Who needs SR-22 insurance quotes
Never heard of an SR-22? That’s a good thing since having one typically means your license has been suspended by your Department of Motor Vehicles.
In addition to DUIs (driving under the influence of alcohol) and DWIs (driving while impaired by alcohol, drugs or unknown substances), your license can be yanked for:
- causing an accident while driving without insurance
- driving with a revoked or restricted license
- having a conviction for multiple traffic offenses
- having a high volume of accidents in rapid succession
How to get an SR-22 form
Once your state DMV revokes your license and registration, they’ll notify you about the SR-22 requirement.
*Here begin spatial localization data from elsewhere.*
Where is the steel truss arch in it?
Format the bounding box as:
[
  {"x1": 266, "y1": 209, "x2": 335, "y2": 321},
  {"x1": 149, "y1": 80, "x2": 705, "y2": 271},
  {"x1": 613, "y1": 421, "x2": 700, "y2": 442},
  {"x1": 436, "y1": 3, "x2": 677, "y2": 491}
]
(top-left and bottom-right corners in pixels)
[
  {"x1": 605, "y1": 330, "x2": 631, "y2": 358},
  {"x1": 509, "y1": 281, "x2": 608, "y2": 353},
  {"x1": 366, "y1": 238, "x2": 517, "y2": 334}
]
Then your current, former or new auto insurance company must formally request the SR-22 on your behalf. States only issue an SR-22 with proof of third-party insurance.
As part of the SR-22 application, your insurer verifies that you have your state’s minimum amount of coverage. Expect to pay an average of $25 for the service.
“A lot of people are under the assumption that SR-22s are a type of insurance when it’s actually just the form that is sent to the DMV for verification of insurance. Then an SR-26 is sent when that policy is canceled,” explains Virginia Al Shummari, manager of Milt Marcy Insurance in Portland, Ore. An SR-26 is the form an insurer sends the DMV as notification that you no longer need an SR-22.
“This system is all computerized so that once a policy cancels, an SR-26 is automatically sent out alerting the state that the insured no longer has coverage.”
Your options for SR-22 insurance quotes
But fair warning: not all auto insurers will file an SR-22 for you. And some may not wish to insure you at all under the circumstances.
Your options are to either:
- Part ways with your current insurer and seek one that does offer SR-22 service.
- Keep your current insurer and shop for a secondary non-owner SR-22 policy.
Choosing the latter may save you money. While you would still have to purchase the state-required liability coverage, it would not include vehicle coverage. A secondary non-owner policy is a good choice when you’re pleased with your current insurer or you bundle auto and home policies.
“As long as you don’t own a vehicle, you can insure your driver’s license to carry liability when you’re borrowing someone else’s vehicle. And it’s only liability; it doesn’t cover any kind of damages you might do to that vehicle while you’re driving it. That’s when the owner of the vehicle’s insurance policy should be picking it up anyway,” says Al Shummari.
Getting SR-22 insurance quotes
Having a stain on your driving record could more than double the premium you paid before you drove into trouble. And if you can’t qualify for a policy, you’ll be forced to apply through one of your state’s high-risk plans.
Fortunately, there is a happy ending of sorts to the SR-22 detour: it only lasts one to five years. When it expires, the underlying offenses will be permanently removed from your driving record.
One word of caution: Be sure to verify that your SR-22 status is officially over before you cancel your auto insurance. Otherwise, your insurer may report your departure to the state, setting in motion a repeat of the SR-22 tango.
“Most people who come out of three years on an SR-22 are really, really super excited when they do because it’s going to be cheaper,” says Al Shummari.